Comment bien se parler, comment bien délibérer démocratiquement si, à un moment donné, on ne s’écoute pas ? Si on ne fait pas silence ? On voit que le fardeau sonore est toujours porté par les plus vulnérables. C’est pour ça qu’on a posé le « care », la philosophie du « care » comme une phénoménologie du politique. Ça veut dire quoi ? Ça veut dire qu’en fait, ça rend visible tout ce que le politique veut rendre invisible, et qui est de plus en plus inacceptable. Donc, on met en lumière tous ces points de vulnérabilité et à partir de là, on renverse le pouvoir, d’une certaine façon.
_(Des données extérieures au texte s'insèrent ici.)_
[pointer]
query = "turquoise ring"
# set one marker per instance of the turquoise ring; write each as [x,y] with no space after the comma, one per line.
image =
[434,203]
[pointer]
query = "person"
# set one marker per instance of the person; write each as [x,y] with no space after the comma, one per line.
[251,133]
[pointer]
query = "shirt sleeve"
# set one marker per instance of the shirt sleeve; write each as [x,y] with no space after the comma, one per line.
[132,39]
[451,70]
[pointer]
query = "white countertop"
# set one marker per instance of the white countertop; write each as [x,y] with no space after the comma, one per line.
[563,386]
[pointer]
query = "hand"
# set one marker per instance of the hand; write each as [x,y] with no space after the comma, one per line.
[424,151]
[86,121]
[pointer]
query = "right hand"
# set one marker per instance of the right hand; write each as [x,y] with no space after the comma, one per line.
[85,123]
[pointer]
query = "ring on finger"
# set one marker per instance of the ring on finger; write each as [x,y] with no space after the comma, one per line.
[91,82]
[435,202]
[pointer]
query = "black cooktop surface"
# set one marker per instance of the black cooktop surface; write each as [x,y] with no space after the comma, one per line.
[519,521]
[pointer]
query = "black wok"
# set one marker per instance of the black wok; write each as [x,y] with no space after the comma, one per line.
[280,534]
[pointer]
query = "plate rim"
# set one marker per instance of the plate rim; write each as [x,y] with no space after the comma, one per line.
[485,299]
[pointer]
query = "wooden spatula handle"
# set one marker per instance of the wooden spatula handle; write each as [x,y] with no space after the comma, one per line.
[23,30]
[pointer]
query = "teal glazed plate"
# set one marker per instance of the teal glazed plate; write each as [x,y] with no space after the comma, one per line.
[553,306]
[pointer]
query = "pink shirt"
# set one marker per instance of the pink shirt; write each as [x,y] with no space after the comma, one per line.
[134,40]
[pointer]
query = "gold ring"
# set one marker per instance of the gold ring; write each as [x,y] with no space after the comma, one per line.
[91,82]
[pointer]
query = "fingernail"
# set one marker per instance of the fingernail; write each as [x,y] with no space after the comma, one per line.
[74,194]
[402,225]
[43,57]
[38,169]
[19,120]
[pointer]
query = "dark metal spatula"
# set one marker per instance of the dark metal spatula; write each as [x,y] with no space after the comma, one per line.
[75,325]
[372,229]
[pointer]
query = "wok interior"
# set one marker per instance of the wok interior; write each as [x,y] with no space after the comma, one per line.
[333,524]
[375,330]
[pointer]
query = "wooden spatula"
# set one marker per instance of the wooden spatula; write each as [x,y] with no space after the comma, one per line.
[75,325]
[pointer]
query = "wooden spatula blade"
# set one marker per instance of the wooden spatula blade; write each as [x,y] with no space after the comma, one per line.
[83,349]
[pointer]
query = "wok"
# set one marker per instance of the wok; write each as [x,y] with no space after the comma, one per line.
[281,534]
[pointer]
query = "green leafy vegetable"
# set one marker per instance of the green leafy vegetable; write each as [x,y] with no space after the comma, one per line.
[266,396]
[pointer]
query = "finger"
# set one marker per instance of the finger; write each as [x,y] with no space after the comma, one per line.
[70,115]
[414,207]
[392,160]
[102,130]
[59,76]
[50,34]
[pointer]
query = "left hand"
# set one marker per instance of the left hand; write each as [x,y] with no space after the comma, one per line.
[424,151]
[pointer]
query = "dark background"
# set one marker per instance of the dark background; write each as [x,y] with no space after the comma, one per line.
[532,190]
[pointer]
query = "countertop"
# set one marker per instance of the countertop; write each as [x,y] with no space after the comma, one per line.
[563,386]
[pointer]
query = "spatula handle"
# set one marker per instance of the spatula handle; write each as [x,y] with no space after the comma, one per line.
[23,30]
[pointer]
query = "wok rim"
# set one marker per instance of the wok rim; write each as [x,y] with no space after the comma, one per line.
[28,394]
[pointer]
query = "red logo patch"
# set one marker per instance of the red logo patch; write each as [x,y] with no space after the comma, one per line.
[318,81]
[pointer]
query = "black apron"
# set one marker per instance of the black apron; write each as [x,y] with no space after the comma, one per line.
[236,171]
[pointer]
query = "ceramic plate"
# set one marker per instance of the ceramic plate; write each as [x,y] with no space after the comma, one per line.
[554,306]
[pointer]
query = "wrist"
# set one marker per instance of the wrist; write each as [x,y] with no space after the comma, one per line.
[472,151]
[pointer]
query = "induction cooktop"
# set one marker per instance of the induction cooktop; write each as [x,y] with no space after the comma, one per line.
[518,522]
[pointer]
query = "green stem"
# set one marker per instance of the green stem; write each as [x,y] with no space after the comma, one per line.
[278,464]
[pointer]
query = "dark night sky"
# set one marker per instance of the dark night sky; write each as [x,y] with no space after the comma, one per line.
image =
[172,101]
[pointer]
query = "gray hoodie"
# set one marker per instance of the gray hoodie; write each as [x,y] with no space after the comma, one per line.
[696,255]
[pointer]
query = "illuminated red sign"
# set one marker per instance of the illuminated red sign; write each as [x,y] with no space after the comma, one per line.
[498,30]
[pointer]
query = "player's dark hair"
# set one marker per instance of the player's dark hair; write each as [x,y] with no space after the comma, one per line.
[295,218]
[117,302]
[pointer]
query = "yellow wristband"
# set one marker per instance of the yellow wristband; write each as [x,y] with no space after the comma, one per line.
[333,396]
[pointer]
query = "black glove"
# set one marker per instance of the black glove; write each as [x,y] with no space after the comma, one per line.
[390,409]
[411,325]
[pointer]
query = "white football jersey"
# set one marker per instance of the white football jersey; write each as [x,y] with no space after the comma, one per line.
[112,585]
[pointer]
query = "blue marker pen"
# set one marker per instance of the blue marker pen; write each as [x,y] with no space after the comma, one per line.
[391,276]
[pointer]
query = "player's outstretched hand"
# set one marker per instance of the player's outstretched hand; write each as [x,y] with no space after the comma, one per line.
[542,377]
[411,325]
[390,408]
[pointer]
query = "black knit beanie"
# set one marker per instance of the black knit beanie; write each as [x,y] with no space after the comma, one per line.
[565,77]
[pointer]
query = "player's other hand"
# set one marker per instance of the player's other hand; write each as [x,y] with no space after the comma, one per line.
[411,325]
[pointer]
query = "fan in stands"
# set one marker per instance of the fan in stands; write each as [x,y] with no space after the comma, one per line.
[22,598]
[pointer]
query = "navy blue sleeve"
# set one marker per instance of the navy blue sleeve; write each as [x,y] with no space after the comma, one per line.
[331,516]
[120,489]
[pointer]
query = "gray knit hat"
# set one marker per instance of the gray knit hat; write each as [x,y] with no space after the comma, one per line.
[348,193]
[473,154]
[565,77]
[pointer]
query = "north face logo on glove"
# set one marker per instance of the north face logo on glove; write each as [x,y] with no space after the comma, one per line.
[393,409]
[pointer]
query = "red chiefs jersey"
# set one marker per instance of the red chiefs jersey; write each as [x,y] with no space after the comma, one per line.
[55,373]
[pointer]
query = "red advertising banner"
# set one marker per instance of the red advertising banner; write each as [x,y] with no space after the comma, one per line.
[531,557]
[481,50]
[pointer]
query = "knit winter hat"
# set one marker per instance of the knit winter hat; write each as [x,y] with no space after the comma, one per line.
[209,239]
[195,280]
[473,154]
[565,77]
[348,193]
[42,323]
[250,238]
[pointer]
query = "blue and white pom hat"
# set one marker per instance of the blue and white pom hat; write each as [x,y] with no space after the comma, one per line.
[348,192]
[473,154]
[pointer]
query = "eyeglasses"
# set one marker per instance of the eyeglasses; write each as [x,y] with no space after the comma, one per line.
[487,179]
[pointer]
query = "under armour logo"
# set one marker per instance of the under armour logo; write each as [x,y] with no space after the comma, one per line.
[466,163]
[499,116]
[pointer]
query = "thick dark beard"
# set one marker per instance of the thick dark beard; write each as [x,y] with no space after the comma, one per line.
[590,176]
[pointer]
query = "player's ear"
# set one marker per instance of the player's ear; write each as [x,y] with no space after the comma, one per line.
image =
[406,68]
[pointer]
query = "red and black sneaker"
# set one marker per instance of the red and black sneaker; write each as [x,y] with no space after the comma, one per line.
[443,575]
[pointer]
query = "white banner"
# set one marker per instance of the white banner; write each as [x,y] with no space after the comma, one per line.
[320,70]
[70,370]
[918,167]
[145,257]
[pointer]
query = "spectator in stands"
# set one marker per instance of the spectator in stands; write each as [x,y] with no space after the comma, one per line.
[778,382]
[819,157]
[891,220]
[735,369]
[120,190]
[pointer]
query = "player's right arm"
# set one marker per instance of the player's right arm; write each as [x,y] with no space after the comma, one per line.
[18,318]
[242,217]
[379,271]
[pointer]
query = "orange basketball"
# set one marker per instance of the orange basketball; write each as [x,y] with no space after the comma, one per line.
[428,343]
Et ont fait en sorte que ne se joue pas là de la domination, mais du « prendre soin ». Pourquoi ce « prendre soin » ? Parce que c’est à partir de ce « prendre soin » qu’on reconstitue, qu’on restaure nos capacités d’agir, nos puissances d’agir ». (France Culture, « La grande table », 29/07/2022)

Pour fêter les 10 ans de la série ‘Un été avec’, Cynthia Fleury a choisi de faire découvrir aux auditeurs Vladimir Jankélévitch (1903-1985), penseur-clé du XX e siècle qui disait ne travailler que pour le XXIe siècle https://www.radiofrance.fr/franceinter/podcasts/un-ete-avec-jankelevitch

DG

 

À lire:

Ce qui ne peut être volé. Charte du Verstohlen, Cynthia Fleury

Antoine Fenoglio

https://tracts.gallimard.fr/fr/products/ce-qui-ne-peut-etre-vole#:~:text=Antoine%20Fenoglio&text=S’est%20fait%20ressentir%20le,que%20ce%20vol%20ait%20lieu

S’est fait ressentir le besoin de disposer d’un manifeste qui viendrait poser sans hiérarchie ce qui ne peut nous être volé, du silence à l’horizon, de la santé au temps long, de même que les méthodes et approches qui permettraient d’éviter que ce vol ait lieu. Cette charte aurait vocation à inspirer tous ceux qui ont besoin de réarmer leur désir, de s’appuyer sur quelques compagnons déjà constitués, de partager des méthodes de conception et de déploiement et d’arpenter ensemble les chemins de la ‘vie bonne’. Car nous sommes des hommes dont l’humanisme est fragile ; et chacun d’entre nous tisse dans la matière de sa vie des façons de se lier à des collectifs plus régulateurs, tout en assumant un principe d’individuation digne de ce nom, test de crédibilité de l’État de droit. Il s’agit dès lors d’inventer une technique de la furtivité – d’où cette charte tient sa désignation, le Verstohlen –, c’est-à-dire de maintien au monde en y consolidant nos pouvoirs d’agir et nos libertés.